Maresch: Wiener SP-Politik hat sich von Ozon-Problematik verabschiedet

Guter Ratschläge für den einzelnen sind zuwenig, konkrete gesetzliche Regelungen wären zum Schutze der Bevölkerung und der Umwelt notwendig.

Wien (Grüne) - "Informationsbroschüren über die Ozon-Belastung sind als Schutz für die Wiener Bevölkerung zuwenig. Offensichtlich hat sie die Stadtregierung gänzlich von der politischen Verantwortung zur Ozon-Problematik verabschiedet", reagiert der Grüne Umweltsprecher Rüdiger Maresch auf die heutige Folderpräsentation zum Thema Ozon von Stadträtin Isabella Kossina. Die Ratschläge, wie z. B. dass empfindliche Menschen bei erhöhter Ozonbelastung "zu Hause bleiben sollen" oder dass man "das Auto bei erhöhter Ozonbelastung stehen lassen soll" kann nach Ansicht des Grünen Umweltsprechers nicht das vorrangige Ziel einer verantwortungsvollen Umweltpolitik sein.

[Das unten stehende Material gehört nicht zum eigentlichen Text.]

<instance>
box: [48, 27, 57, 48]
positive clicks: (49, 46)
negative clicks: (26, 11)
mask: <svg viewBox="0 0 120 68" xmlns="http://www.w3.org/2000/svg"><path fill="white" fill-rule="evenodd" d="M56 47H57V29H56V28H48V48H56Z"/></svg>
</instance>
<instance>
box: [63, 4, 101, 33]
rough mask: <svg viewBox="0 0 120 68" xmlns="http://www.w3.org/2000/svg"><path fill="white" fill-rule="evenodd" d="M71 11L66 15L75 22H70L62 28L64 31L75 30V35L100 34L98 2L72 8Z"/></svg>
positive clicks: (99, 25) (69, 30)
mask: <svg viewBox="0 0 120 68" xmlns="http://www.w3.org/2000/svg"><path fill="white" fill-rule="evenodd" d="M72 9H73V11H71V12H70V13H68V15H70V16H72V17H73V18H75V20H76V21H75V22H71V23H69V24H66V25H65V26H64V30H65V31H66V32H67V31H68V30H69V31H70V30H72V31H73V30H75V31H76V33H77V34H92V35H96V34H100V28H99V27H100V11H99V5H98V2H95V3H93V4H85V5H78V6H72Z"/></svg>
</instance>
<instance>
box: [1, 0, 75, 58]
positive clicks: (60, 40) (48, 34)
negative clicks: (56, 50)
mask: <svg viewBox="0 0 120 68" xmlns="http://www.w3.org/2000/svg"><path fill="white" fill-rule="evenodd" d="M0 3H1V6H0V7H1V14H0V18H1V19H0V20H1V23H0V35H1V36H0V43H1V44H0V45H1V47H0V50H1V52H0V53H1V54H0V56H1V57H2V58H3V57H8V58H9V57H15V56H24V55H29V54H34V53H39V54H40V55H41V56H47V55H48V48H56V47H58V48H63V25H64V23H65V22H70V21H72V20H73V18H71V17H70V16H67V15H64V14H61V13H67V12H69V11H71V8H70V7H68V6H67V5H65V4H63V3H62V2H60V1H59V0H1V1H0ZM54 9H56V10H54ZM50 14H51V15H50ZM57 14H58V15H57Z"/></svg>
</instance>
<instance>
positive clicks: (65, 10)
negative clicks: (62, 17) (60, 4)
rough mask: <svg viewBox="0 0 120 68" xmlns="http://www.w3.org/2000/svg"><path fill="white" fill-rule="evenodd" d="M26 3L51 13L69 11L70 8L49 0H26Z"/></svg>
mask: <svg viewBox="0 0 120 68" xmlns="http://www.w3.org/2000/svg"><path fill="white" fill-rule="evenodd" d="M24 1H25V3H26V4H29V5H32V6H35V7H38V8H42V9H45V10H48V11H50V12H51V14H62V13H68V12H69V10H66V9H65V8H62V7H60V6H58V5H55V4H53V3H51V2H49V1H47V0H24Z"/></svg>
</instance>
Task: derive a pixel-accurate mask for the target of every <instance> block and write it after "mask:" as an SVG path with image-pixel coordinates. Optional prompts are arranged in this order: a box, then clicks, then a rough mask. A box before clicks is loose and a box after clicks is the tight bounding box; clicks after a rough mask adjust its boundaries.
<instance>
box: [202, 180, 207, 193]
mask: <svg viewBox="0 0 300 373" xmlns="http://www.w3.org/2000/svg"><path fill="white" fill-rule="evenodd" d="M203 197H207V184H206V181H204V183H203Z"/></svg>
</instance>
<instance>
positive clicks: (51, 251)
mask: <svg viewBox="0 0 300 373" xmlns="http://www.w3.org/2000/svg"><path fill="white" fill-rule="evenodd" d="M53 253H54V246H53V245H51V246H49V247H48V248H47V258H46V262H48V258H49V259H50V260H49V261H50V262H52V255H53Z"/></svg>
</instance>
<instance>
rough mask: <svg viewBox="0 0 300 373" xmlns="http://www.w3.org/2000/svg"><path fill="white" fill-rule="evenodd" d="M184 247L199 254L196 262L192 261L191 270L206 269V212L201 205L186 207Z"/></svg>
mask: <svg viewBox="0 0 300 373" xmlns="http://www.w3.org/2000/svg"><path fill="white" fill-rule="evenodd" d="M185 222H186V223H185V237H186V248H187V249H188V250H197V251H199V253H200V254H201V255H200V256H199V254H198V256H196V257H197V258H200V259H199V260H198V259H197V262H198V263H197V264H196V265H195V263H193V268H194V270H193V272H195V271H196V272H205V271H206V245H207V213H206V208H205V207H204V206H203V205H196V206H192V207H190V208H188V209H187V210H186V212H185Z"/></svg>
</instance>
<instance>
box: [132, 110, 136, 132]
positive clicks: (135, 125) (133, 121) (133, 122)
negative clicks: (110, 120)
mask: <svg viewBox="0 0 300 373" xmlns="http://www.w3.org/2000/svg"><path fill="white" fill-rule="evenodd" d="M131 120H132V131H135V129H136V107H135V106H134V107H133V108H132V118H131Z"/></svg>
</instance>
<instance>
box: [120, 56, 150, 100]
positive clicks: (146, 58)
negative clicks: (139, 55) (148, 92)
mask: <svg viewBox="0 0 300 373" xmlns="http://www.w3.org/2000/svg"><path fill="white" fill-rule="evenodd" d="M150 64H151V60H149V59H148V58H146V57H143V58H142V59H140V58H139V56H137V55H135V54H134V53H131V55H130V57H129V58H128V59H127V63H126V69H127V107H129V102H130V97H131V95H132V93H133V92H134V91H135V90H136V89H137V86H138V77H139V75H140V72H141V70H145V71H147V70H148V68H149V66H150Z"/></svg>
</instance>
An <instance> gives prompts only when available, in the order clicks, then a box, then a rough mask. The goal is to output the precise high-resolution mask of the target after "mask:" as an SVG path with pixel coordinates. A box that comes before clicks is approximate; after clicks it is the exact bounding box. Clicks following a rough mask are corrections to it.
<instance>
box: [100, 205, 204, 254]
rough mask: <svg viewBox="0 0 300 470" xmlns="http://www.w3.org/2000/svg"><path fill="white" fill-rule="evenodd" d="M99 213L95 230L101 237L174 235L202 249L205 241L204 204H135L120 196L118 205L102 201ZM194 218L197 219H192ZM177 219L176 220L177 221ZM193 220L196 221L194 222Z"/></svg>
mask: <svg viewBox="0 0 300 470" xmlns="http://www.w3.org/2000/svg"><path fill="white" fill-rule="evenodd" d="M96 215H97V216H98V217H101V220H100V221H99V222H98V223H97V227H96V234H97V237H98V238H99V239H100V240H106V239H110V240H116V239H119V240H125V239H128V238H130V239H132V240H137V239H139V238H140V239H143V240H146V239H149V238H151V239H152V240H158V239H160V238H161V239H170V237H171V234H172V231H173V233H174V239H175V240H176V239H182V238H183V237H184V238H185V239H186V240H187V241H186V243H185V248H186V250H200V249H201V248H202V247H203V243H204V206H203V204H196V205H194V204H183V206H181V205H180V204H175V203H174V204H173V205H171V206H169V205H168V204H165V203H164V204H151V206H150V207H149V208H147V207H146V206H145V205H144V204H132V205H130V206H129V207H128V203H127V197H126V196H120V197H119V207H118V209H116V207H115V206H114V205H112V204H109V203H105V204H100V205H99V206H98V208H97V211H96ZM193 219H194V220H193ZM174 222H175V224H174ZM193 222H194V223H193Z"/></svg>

Viel mehr wären laut Maresch sinnvolle Maßnahmen gefragt: Dazu gehören umfassende Verkehrskonzepte (die z.B. bei Ozonbelastung zu einer gesetzlich verankerten Verkehrsbeschränkung führen, oder die Reduktion des Autoverkehrs vor allem in den Sommermonaten), Umsetzung des Ozonsanierungsplanes der Länder Wien, Niederösterreich und Burgenland aus dem Jahre 1996 sowie Raumplanungsmaßnahmen zur Verringerung von verkehrserregenden Strukturen.

"Als einzig positives ist die Aussage von Landesrat Sobotka aus Niederösterreich zu werten, dass die schon lange erhobene grüne Forderung nach Herabsetzung der Grenzwerte zur Ausrufung der Vorwarnstufe auf den EU-Wert nun umgesetzt werden soll. Bei den anderen Maßnahmen haben wir wenig vertrauen, dass sie tatsächlich zu der dringend notwendigen Reduktion der Vorläufersubstanzen von Ozon führen werden", schließt der Grüne Umweltsprecher.